After the First World War, a small group of veterans returned to their village in France. Most of them managed to get along quite well, but one Francois Lebeau, who had been gassed and never recovered his strength-was unable to work regularly. In time he became poverty-stricken. Yet he was too proud to accept charity from the people in the village.

Once each year the veterans held a reunion dinner. On one of these occasions they met in the home of Jules Grandin, who had made a good deal of money and had grown fat and pompous. Grandin produced a curiosity—a large coin on whose age, rarity and value he dwelt at some length. Each man examined it with interest as it passed around the long table. All, however, had drunk wine freely and the room resounded with noisy talk, so that the gold piece was soon forgotten. Later, when Grandin remembered it and asked for it, the coin was missing.
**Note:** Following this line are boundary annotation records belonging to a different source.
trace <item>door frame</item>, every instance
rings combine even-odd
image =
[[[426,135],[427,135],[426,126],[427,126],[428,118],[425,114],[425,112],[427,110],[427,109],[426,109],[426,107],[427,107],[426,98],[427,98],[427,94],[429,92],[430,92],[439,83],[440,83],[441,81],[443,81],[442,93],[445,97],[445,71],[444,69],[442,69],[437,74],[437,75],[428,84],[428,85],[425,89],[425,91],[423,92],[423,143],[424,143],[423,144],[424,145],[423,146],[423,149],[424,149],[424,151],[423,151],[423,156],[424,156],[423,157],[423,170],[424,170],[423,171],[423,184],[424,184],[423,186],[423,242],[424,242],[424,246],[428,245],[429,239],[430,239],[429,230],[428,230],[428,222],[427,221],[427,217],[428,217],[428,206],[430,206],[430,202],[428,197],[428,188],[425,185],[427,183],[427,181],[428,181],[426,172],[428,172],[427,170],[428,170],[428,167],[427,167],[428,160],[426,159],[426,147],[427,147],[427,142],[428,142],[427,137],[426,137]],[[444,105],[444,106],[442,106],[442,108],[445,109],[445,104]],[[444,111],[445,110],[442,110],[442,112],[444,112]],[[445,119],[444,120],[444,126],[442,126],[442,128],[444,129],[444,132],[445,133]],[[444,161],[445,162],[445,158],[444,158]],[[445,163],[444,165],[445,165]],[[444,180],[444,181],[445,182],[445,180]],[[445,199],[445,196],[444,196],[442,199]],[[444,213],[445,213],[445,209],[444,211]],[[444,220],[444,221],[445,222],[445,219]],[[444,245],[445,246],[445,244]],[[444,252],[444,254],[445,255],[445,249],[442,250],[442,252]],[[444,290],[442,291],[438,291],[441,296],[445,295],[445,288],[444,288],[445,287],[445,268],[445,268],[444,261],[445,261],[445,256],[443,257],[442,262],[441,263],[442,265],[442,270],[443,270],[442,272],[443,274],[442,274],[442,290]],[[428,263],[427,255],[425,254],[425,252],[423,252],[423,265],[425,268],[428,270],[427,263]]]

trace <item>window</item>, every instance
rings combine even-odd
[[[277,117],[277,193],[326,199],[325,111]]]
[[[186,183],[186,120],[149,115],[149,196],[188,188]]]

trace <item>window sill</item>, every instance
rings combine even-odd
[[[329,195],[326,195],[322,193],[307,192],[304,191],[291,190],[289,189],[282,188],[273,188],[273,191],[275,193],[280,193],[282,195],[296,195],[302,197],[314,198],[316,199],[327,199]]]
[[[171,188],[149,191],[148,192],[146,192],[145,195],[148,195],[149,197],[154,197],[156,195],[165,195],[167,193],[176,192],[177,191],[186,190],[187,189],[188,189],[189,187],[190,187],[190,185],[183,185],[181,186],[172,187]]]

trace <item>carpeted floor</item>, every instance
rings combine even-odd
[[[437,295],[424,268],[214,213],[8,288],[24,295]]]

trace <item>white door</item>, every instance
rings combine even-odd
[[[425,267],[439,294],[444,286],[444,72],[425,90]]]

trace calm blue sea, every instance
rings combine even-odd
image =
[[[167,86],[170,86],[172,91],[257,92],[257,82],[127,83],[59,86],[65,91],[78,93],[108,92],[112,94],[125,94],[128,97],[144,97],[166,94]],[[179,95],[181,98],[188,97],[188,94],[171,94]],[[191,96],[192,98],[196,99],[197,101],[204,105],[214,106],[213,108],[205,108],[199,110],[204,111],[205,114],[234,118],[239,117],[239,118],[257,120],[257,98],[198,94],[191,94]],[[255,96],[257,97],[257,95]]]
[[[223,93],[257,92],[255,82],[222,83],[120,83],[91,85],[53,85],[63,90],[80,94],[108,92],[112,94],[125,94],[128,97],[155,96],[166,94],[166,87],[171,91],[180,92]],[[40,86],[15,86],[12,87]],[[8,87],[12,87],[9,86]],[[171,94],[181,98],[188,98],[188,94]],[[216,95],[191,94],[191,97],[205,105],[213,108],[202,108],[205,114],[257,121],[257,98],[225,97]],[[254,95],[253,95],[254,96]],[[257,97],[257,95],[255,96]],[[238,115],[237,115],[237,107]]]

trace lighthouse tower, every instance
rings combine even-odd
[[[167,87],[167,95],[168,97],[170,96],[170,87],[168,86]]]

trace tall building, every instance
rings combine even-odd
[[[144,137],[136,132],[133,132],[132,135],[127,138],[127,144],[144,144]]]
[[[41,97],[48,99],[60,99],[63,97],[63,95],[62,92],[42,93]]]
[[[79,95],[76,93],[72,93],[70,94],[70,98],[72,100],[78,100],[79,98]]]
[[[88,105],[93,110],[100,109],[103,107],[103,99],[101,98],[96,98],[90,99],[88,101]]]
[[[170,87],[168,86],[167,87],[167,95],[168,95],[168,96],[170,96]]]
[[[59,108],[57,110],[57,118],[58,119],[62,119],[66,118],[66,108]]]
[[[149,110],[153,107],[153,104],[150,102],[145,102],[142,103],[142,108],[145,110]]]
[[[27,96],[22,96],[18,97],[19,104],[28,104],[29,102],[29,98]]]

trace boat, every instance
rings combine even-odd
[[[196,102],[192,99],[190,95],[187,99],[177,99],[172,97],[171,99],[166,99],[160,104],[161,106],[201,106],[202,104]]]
Instantly there arose a hubbub of questions and denials. Finally the village attorney suggested everyone be searched, to which all agreed—except Lebeau. His companions looked at him with surprise.

"You refuse, then?" asked Grandin.

Lebeau flushed. "Yes," he said, I cannot allow it.

"Do you realize," asked the owner of the gold piece, "what your refusal implies?

"I did not steal the gold piece, and I will not submit to a search," Lebeau answered.

One by one, the rest of the group turned out their pockets. When the coin failed to appear, attention was focused once more on poor Lebeau.

"Surely you will not persist in your refusal?" the attorney demanded. Lebeau made no reply. Grandin stalked out of the room in anger. No one addressed another word to Lebeau and, amid the pitying stares of his friends, he walked out with the hangdog air of a prisoner and returned to his home.

From that day, Lebeau was a disgraced man. People averted their eves when they met him. He grew poorer, and when his wife died not long afterward no one knew or cared whet her it was from want or shame.

A few years later, when the incident had become almost legendary, Grandin made some alterations in his house. A workman found the gold coin, buried in dirt between planks of the floor in the room where the reunion had been held.

Pompous though he was, Grandin was a just man and now that he had proof that Lebeau was innocent he was quick to make amends. Hurrying to Lebeau's humble home, he told him of the amazing discovery of the coin and apologized for having suspected him.

"But," he concluded, "you knew that the gold piece was not on your person—why did you not allow yourself to be searched?"

Lebeau, shabby, old before his time, looked at Grandin blankly. "Because I was a thief," he said brokenly. "For weeks my family and I had not had enough to eat—and my pockets were full of food that I had taken from the table to carry home to my wife and starving children."